Category-Syntax

(work in progress, not all features documented below are implemented)

Category-Syntax provides a Monad-like syntax for Category and various versions of "Arrow without arr". Once complete, it should looks like this:

rearrange :: Either (Either a1 a2) (Either b1 b2)
          -> Either (Either a1 b1) (Either a2 b2)
rearrange = $(syntax [|do
    ((x1,x2), (y1,y2)) <- getInput
    returnC ((x1,y1), (x2,y2))
  |])

Which should expand to this:

rearrange :: Either (Either a1 a2) (Either b1 b2)
          -> Either (Either a1 b1) (Either a2 b2)
            -- ((x1, x2), (y1,y2)))
rearrange = associate
            -- (x1, (x2, (y1,y2)))
        >>> second coassociate
            -- (x1, ((x2,y1), y2))
        >>> second (first swap)
            -- (x1, ((y1,x2), y2))
        >>> coassociate
            -- ((x1, (y1,x2)), y2)
        >>> first coassociate
            -- (((x1,y1), x2), y2)
        >>> associate
            -- ((x1,y1), (x2,y2))
        >>> returnC  -- aka Category.id
            -- ((x1,y1), (x2,y2))

In the above example, two structural rules have been used: associativity and commutativity. Some substructural languages support more rules, some less.

One important feature of Category-Syntax is that it supports more than one set of rules. For example, if you write code which uses a variable more than once, then the variable will be duplicated via the diag method, which will impose a Contract constraint on the generated code. If you try to use a variable more than once in a context which doesn't support the contraction rule, you will get a type error.

Should I use Category-Syntax?

Most DSLs are monads. Use do-notation if you can.

If your language is not a Monad, then it's probably an Applicative. Use <$> and <*> if you can.

If your language is not a Monad nor an Applicative, then your language is probably a Category. Now we're talking! In general, if your language is implemented by a datatype which is more than a Category but less than an Arrow, then programs in your language will probably be more readable if they use Category-Syntax.

Examples

Bijections

Let's implement the famous "seven trees in one" isomorphism.
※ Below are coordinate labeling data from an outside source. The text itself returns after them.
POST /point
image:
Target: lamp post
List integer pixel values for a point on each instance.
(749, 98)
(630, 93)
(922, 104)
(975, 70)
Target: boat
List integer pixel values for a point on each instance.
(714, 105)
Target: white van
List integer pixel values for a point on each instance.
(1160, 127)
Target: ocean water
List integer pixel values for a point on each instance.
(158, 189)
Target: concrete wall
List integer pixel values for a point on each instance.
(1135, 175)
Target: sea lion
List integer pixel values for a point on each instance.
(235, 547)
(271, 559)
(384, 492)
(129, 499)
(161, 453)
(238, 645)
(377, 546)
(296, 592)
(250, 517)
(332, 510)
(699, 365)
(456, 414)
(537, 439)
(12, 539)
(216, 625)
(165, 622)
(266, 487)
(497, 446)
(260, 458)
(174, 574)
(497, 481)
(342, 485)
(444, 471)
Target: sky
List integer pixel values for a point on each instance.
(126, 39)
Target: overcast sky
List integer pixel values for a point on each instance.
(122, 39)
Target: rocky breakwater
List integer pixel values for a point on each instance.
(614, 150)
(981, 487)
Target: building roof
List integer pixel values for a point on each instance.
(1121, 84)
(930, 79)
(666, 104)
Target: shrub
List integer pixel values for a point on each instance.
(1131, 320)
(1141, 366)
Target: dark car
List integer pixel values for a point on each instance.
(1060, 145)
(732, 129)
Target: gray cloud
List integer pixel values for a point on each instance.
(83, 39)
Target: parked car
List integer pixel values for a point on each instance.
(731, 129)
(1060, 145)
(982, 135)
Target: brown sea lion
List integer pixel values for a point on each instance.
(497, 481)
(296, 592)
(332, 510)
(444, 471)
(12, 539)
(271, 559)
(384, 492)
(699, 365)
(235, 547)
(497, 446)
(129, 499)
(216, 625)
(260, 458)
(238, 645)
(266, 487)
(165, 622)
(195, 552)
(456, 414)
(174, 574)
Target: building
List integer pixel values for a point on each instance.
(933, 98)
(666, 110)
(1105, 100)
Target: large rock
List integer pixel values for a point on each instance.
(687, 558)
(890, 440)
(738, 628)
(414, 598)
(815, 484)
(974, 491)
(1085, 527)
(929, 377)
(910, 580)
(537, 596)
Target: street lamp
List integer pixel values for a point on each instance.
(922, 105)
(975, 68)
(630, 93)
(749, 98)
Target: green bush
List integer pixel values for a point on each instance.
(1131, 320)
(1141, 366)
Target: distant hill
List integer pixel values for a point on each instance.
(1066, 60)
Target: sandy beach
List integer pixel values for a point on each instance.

Dan Piponi's post on the subject is very readable, but since the isomorphism requires a large number of steps, the code he builds is unfortunately quite long and hard to read. With Category-Syntax, we can do much better.

We will need a Category for isomorphisms, and a data structure for trees:

data Bij a b = Bij (a -> b) (b -> a)
inverse :: Bij a b -> Bij b a
instance Category Bij where ...

data Tree a = Leaf a | Branch (Tree a) (Tree a)
tree :: Bij (Tree a) (Either a (Tree a, Tree a))

In his blog post, Dan implements commute, associate, associate', and liftLeft. These correspond to the structural operations swap, associate, coassociate, and first, which we need to implement ourselves because we are using a custom category.

instance PFunctor Bij Either where first = ...
instance QFunctor Bij Either where second =...
instance Bifunctor Bij Either
instance Symmetric Bij Either where swap = ...
instance Associative Bij Either where ...

Now that we have implemented those structural rules, we can let Category-Syntax figure out when they need to be used. This greatly simplifies the code for describing the isomorphism, as we can now focus on the calls to tree and inverse tree instead of having to constantly rearrange the variables like in Dan's version.

For example, here is one especially hairy section from Dan's implementation.

step15' :: T6 :+ T4 :+ T3 :+ T2 :+ T1 :+ T0 -> T7 :+ T5 :+ T4 :+ T3 :+ T2 :+ T1 :+ T0
step15' = liftLeft5 (commute . assemble')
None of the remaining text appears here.